- Questions this document aims to answer
- Global Cache Directory
- Sources list
- Retrieving hashed files
- Handling unreachable sources
- Lazy repositories and the cache system
- Future Work
- See Also
The darcs cache system basically helps us to speed up some operations and save disk space hardlinking files which are shared among local repositories, it keeps caches of patches, inventories and pristine files.
The cache system is really helpful when we are pulling from a remote repository it allows darcs to avoid downloading patches which had been acquired previously, saving time and “bandwidth”.
We can work with the source files and create per-repository caches, read-only caches and even set a primary source repository above any used in a darcs get or darcs pull command.
The global cache is enable by default in ~/.darcs/cache, if you don’t have one and you are pulling from another repository (local or remote) it will try to search first in ~/.darcs/cache and create the directory if it doesn’t exist, unless you include the flag –no-cache.
- What exactly happens when Darcs attempts to fetch a file with a given hash?
- What is the structure of a cache directory and its relationship with the structure of a Darcs repository?
- How do lazy repositories use the cache system?
A cache directory is formed by the subdirectories inventories, patches and pristine.hashed.

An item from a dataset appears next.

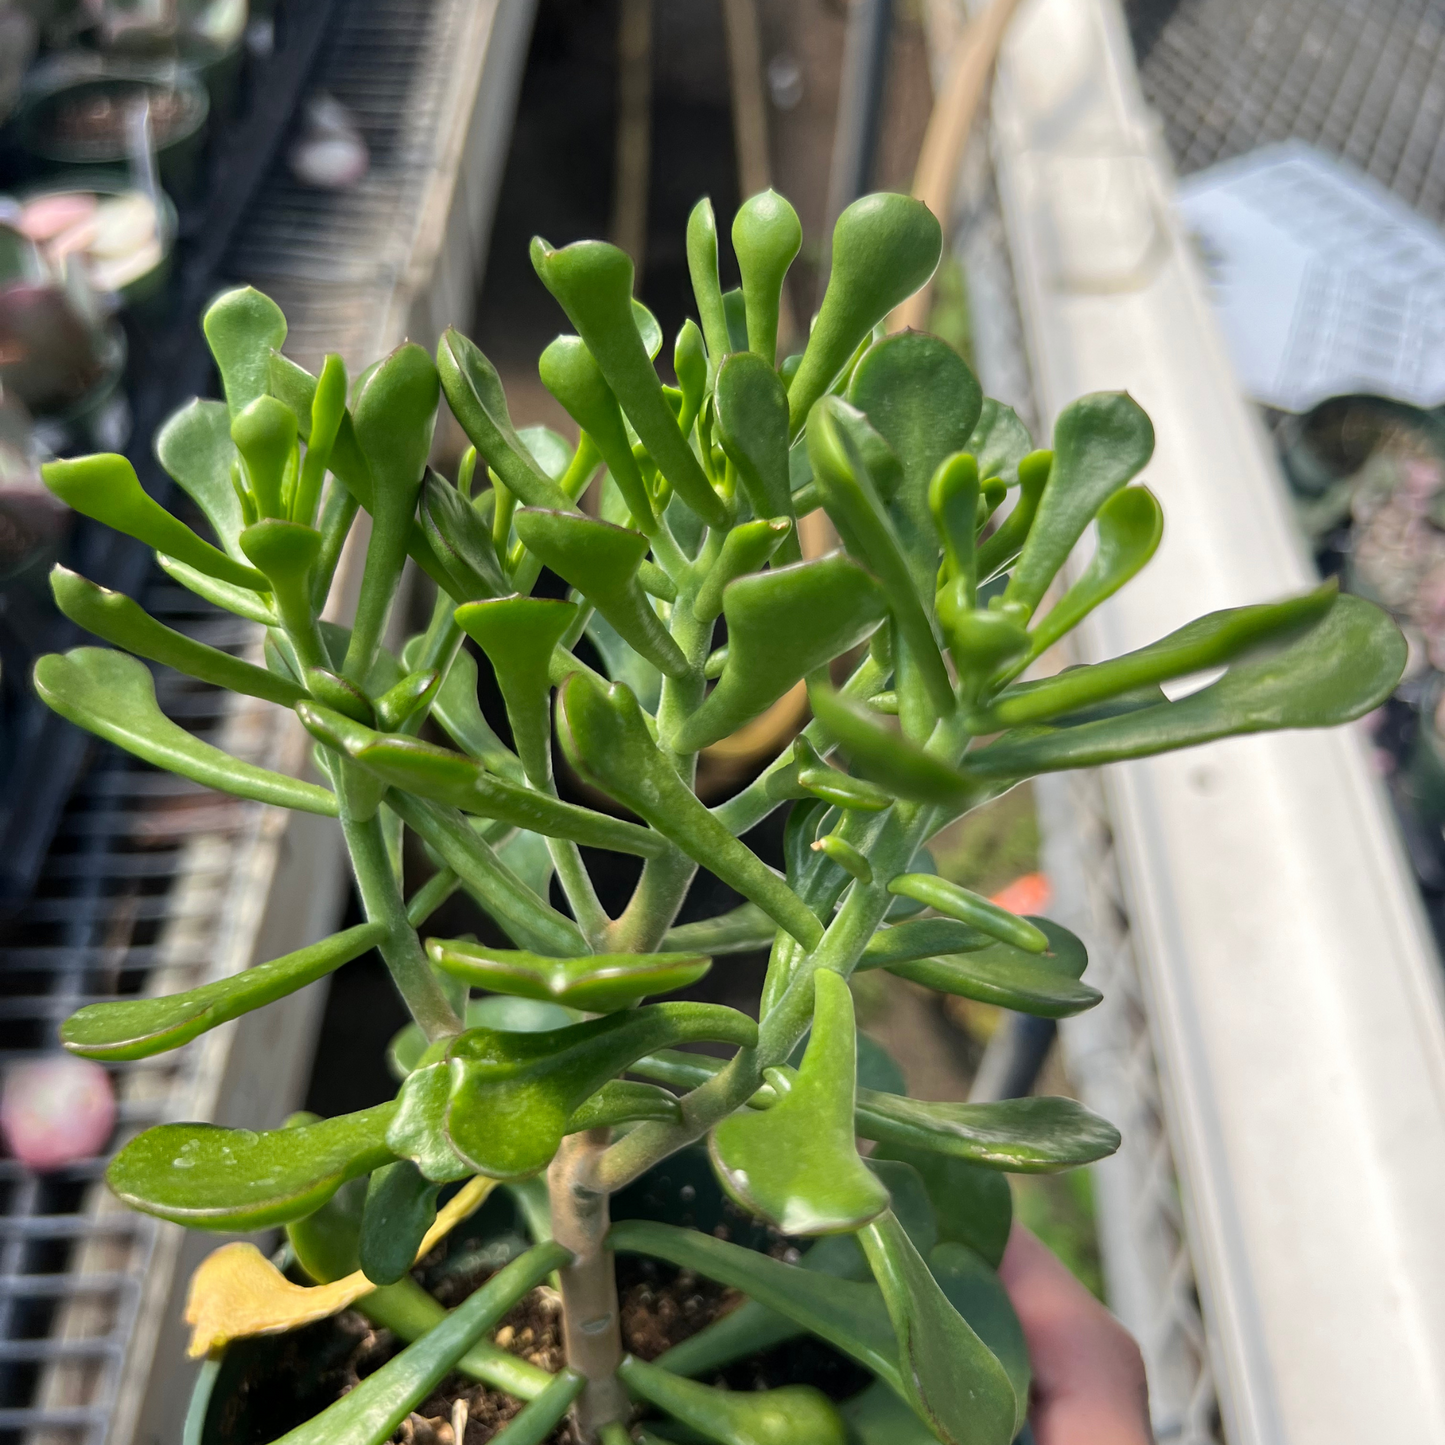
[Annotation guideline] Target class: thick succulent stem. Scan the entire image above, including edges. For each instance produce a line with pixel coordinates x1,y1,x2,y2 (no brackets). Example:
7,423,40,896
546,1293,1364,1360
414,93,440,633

The files in each repositories are hardlinked and stored in a hashed format. The structure of a cache directory mirrors the contect of the _darcs directory.
Contains patches used by local repositories. When you pull or get from a remote or even local repository, the patches are hardlinked to this directory, unless the –no-cache flag is given.
List of the patches.
Mirror of working checkouts.
The file _darcs/prefs/sources contains a list of darcs cache sources. When darcs gets a repository, it copies the part _darcs/prefs/sources of the repository being fetched, filtering out local paths if the repository is not on the same filesystem.
We assume we already have identified the hash of the file which we want to fetch, the directory for which it belongs, and the repository in which it is going to be located.
- Call a function giving it the hash of the file, the repository in which is going to be located, the directory for which the hashed file belongs, and a flag indicating whether we can copy just from local files or anywhere.
- If the flag indicates that we can copy from anywhere, darcs will try to copy or hardlink the file to the global cache (below).
Search the file with the given hash in any of the sources in the cache.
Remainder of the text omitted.